Argumento inconsistente. Nos oito anos de governo tucano-pefelista - no qual José
Serra ocupou papel de destaque, sendo escolhido para suceder FHC -
foram inúmeros os casos de corrupção, um deles no próprio Ministério da
Saúde, comandado por Serra, o superfaturamento de ambulâncias
investigado pela “Operação Sanguessuga”. Se considerarmos o volume de
dinheiro público desviado para destinos nebulosos e paraísos fiscais nas
privatizações e o auxílio luxuoso aos banqueiros falidos, o governo
tucano talvez tenha sido o mais corrupto da história do país. Ao
contrário do que aconteceu no governo Lula, a corrupção no governo FHC
não foi investigada por nenhuma CPI, todas sepultadas pela maioria
parlamentar da coligação PSDB-PFL. O procurador da república ficou
conhecido com “engavetador da república”, tal a quantidade de
investigações criminais que morreram em suas mãos. O esquema de
financiamento eleitoral batizado de “mensalão” foi criado pelo
presidente nacional do PSDB, senador Eduardo Azeredo, hoje réu em
processo criminal. O governador José Roberto Arruda, do DEM, era o
principal candidato ao posto de vice-presidente na chapa de Serra, até
ser preso por corrupção no “mensalão do DEM”. Roberto Jefferson, réu
confesso do mensalão petista, hoje apóia José Serra. Todos estes fatos,
incontestáveis, não indicam que um eventual governo Serra poderia ser
mais eficiente no combate à corrupção do que seria um governo Dilma, ao
contrário.

8. “O PT apóia as FARC”.

Argumento falso. É fato que, no passado, as FARC ensaiaram uma tentativa de
institucionalização e buscaram aproximação com o PT, então na oposição, e
também com o governo brasileiro, através de contatos com o líder do
governo tucano, Arthur Virgílio. Estes contatos foram rompidos com a
radicalização da guerrilha na Colômbia e nunca foram retomados, a não
ser nos delírios da imprensa de extrema-direita. A relação entre o
governo brasileiro e os governos estabelecidos de vários países deve
estar acima de divergências ideológicas, num princípio básico da
diplomacia, o da auto-determinação dos povos. Não há notícias, por
exemplo, de capitalistas brasileiros que defendam o rompimento das
relações com a China, um dos nossos maiores parceiros comerciais, por se
tratar de uma ditadura. Ou alguém acha que a China é um país
democrático?

9. “O PT censura a imprensa”.

Argumento falso. Em seus oito anos de governo o presidente Lula enfrentou a
oposição feroz e constante dos principais veículos da antiga imprensa.
Esta oposição foi explicitada pela presidente da Associação Nacional de
Jornais (ANJ) que declarou que seus filiados assumiram “a posição
oposicionista (sic) deste país”. Não há registro de um único caso de
censura à imprensa por parte do governo Lula. O que há, frequentemente, é
a queixa dos órgãos de imprensa sobre tentativas da sociedade e do
governo, a exemplo do que acontece em todos os países democráticos do
mundo, de regulamentar a atividade da mídia.

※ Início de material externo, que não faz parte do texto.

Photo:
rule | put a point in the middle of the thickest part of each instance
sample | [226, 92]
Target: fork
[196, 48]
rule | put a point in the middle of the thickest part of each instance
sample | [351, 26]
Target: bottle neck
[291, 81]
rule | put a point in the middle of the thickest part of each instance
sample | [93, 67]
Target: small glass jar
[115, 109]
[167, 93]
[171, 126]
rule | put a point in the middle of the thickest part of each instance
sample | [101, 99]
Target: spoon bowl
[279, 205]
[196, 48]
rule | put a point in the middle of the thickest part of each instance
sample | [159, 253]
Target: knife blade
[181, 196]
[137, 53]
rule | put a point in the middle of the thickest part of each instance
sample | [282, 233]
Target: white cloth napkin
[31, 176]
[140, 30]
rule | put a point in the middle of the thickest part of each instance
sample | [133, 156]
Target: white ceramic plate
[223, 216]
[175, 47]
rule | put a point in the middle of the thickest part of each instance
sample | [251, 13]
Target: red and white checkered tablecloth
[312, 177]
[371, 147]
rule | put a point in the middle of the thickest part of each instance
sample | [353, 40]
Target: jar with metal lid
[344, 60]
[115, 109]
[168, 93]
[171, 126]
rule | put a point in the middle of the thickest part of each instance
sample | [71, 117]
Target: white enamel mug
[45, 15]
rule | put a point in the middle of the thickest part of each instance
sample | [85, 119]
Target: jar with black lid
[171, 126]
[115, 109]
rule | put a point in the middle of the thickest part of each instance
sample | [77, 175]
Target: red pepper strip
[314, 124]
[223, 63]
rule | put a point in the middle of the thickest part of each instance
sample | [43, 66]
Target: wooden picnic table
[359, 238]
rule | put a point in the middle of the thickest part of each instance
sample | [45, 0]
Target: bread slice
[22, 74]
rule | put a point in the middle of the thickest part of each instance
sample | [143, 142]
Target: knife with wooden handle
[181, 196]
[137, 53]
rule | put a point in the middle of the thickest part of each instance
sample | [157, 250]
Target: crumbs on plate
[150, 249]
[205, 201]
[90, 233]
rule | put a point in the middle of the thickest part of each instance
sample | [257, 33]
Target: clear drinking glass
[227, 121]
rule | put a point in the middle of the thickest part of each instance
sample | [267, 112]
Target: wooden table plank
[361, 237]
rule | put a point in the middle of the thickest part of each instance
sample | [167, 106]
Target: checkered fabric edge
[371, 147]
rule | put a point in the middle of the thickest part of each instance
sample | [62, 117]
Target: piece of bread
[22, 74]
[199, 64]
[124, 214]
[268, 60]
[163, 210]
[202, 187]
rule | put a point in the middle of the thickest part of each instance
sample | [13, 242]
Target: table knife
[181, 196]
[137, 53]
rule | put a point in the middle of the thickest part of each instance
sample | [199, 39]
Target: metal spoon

10. “Os jornais, a televisão e as revistas falam muito mal da Dilma e muito bem do Serra”.

Isso é verdade. E mais um bom motivo para votar nela e não nele.



(1) Alguns dados comparativos dos governos FHC e Lula.

Geração de empregos:
FHC/Serra = 780 mil x Lula/Dilma = 12 milhões

Salário mínimo:
FHC/Serra = 64 dólares x Lula/Dilma = 290 dólares

Mobilidade social (brasileiros que deixaram a linha da pobreza):
FHC/Serra = 2 milhões x Lula/Dilma = 27 milhões

Risco Brasil:
FHC/Serra = 2.700 pontos x Lula/Dilma = 200 pontos

Dólar:
FHC/Serra = R$ 3,00 x Lula/Dilma = R$ 1,78

Reservas cambiais:
FHC/Serra = menos 185 bilhões de dólares x Lula/Dilma = mais 239 bilhões de dólares

Relação crédito/PIB:
FHC/Serra = 14% x Lula/Dilma = 34%

Inflação:
FHC/Serra =12,5% (2002) x Lula/Dilma = 4,7% (2009)

Produção de automóveis:
FHC/Serra = queda de 20% x Lula/Dilma = aumento de 30%

Taxa de juros:
FHC/Serra = 27% x Lula/Dilma = 10,75%


(2) Elio Gaspari, na Folha de S.Paulo de 25.07.10:

José Serra começou sua campanha dizendo: "Não aceito o raciocínio do nós
contra eles", e em apenas dois meses viu-se lançado pelo seu colega de
chapa numa discussão em torno das ligações do PT com as Farc e o
narcotráfico. Caso típico de rabo que abanou o cachorro. O destempero de
Indio da Costa tem método. Se Tupã ajudar Serra a vencer a eleição, o
DEM volta ao poder. Se prejudicar, ajudando Dilma Rousseff, o PSDB sairá
da campanha com a identidade estilhaçada. Já o DEM, que entrou na
disputa com o cocar do seu mensalão, sairá brandindo o tacape do
conservadorismo feroz que renasceu em diversos países, sobretudo nos
Estados Unidos. 
(Retirado do Blog de Jorge Furtado)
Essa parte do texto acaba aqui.